Poiché, nel caso di specie, la sentenza che ha confermato il diniego di iscrizione è stata depositata in data 09.03.2022 ed il provvedimento di esclusione dalla gara è stato adottato dal Comune il 30 maggio 2022, mentre l’ammissione di impresa attinta da informazione antimafia interdittiva al controllo giudiziario è stata richiesta il 30 giugno e concessa l’8 luglio 2022, per il principio tempus regit actum nessun effetto può avere la suddetta ammissione al controllo giudiziario su un atto ad essa anteriore.

NOMINA AMMINISTRATORE GIUDIZIARIO PER IL CONTROLLO DELLA SOCIETÀ - SOSPENSIONE DEL GIUDIZIO PROPOSTO AVVERSO L'INTERDITTIVA ANTIMAFIA

CONSIGLIO DI STATO SENTENZA 2019

Qualora sia stato nominato un amministratore giudiziario per il controllo della società per due anni, ai sensi dell’art. 34-bis, comma 6, d.lgs. n. 159 del 2011, inserito dall’art. 11, comma 1, l. n. 161 del 2017, deve essere sospeso il giudizio proposto avverso l'interdittiva antimafia per tutto il periodo della misura del controllo giudiziario.

RICORSO AVVERSO INFORMATIVA ANTIMAFIA E CONTROLLO GIUDIZIARIO – RAPPORTI TRA I DUE

TAR CALABRIA SENTENZA 2019

In relazione al rapporto tra giudizio amministrativo di impugnazione della informazione antimafia ed istituto del controllo giudiziario ex art 34 bis cod. antimafia, gli effetti del provvedimento autoritativo possono essere “congelati” per effetto dell’ammissione al controllo giudiziario su richiesta dell’impresa che abbia presentato ricorso amministrativo (v. art. 34 bis co. 6).

Il menzionato articolo prevede al comma 7 che “Il provvedimento che dispone l'amministrazione giudiziaria prevista dall'articolo 34 o il controllo giudiziario ai sensi del comma 6 del presente articolo sospende gli effetti di cui all'articolo 94”.

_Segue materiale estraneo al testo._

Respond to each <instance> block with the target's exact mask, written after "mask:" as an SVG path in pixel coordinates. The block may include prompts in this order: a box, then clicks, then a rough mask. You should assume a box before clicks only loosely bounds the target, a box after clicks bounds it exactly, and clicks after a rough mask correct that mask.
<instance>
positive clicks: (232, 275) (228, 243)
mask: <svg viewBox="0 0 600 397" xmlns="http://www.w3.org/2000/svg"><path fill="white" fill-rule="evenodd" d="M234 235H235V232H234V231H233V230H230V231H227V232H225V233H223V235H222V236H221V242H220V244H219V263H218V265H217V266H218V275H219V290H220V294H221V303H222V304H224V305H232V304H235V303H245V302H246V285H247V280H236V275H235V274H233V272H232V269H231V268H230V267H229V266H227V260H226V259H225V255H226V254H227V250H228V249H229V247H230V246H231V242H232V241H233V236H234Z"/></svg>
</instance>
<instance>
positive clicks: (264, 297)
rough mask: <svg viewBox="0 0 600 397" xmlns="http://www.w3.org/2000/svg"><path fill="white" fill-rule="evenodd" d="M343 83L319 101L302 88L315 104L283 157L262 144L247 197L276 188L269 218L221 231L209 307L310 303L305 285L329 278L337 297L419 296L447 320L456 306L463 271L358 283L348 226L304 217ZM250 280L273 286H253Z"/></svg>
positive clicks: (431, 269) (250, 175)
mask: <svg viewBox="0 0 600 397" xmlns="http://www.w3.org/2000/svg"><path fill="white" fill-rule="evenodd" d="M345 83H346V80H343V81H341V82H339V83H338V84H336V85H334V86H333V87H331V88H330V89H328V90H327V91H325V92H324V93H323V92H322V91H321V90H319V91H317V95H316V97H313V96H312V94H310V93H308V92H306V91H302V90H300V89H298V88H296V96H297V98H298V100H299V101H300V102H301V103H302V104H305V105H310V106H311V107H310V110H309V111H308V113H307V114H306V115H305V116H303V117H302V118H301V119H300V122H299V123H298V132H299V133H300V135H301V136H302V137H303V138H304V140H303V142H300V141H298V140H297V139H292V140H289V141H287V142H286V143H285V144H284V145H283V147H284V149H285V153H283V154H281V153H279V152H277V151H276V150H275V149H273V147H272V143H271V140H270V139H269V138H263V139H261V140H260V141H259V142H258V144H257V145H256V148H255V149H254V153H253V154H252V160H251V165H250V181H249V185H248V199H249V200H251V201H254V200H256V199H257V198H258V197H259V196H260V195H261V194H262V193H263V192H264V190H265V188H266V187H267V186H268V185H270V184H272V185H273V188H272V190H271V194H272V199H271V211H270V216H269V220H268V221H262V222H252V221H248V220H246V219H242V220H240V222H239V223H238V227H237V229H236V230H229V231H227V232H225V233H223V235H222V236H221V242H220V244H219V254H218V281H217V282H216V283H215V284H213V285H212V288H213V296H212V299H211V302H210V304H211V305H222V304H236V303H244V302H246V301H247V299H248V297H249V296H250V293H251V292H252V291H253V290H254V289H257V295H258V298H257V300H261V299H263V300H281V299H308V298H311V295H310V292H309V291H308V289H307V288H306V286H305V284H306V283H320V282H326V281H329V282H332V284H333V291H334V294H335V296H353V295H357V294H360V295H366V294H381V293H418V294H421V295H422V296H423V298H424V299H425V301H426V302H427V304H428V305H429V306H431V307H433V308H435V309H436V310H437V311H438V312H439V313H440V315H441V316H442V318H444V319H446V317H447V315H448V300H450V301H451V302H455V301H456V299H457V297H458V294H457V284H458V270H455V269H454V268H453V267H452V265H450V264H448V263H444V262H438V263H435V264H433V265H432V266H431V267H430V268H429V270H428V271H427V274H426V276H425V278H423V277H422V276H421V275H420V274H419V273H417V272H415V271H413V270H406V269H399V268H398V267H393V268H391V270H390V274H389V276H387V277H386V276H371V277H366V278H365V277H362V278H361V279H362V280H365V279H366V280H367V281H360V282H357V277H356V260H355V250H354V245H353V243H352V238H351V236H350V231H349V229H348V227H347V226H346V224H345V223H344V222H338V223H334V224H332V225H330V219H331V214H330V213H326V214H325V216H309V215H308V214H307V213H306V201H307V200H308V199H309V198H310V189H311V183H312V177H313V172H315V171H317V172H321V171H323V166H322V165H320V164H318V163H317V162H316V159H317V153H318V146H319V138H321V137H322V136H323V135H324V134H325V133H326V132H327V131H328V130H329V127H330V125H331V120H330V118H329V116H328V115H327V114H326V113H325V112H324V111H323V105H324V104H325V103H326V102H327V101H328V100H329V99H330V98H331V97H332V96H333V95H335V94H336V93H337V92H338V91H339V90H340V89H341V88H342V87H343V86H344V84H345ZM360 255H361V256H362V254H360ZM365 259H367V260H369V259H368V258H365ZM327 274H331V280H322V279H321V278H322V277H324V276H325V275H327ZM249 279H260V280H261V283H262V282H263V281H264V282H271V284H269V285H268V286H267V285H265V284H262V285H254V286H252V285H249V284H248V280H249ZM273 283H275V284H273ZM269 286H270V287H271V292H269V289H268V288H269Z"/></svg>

I Giudici della Prevenzione, vincolati nell’ammettere e nel gestire le procedure dalla “pregiudiziale amministrativa”, hanno affermato in via maggioritaria che la sentenza passata in giudicato di rigetto del ricorso amministrativo comporta l’inammissibilità del controllo e la chiusura della procedura e solo in via minoritaria hanno sostenuto la ammissibilità/persistenza del controllo, nonostante il rigetto dell’impugnazione della informativa, per consentire alla impresa condizionata solo occasionalmente di proseguire nel percorso di redenzione attraverso il “tutoraggio”.

L’ammissione al controllo, comportando la sospensione dell’informativa, rende improcedibile per sopravvenuto difetto di interesse l’istanza cautelare rivolta al GA (v. Cons. St. 6162/2018).

Il giudizio non deve essere sospeso sino alla decisione sull’istanza presentata dall’impresa medesima ed anzi che la necessaria sollecita definizione della controversia in sede giurisdizionale comporta il venir meno delle stesse esigenze sottese all’istituto con conseguente inammissibilità della domanda rivolta al G.Pr. (v. anche Tar Catanzaro n. 923/2018 che esclude la possibilità di sospensione per la mera presentazione dell’istanza)

In un unico precedente, il Consiglio di Stato (n. 4719/2018) ha stabilito la necessaria sospensione del giudizio avente ad oggetto l’informativa antimafia, in quanto l’eventuale conferma di tale provvedimento da parte del giudice amministrativo renderebbe definitivi gli effetti di detto provvedimento e, quindi, vanificherebbe la previsione del medesimo art. 34-bis.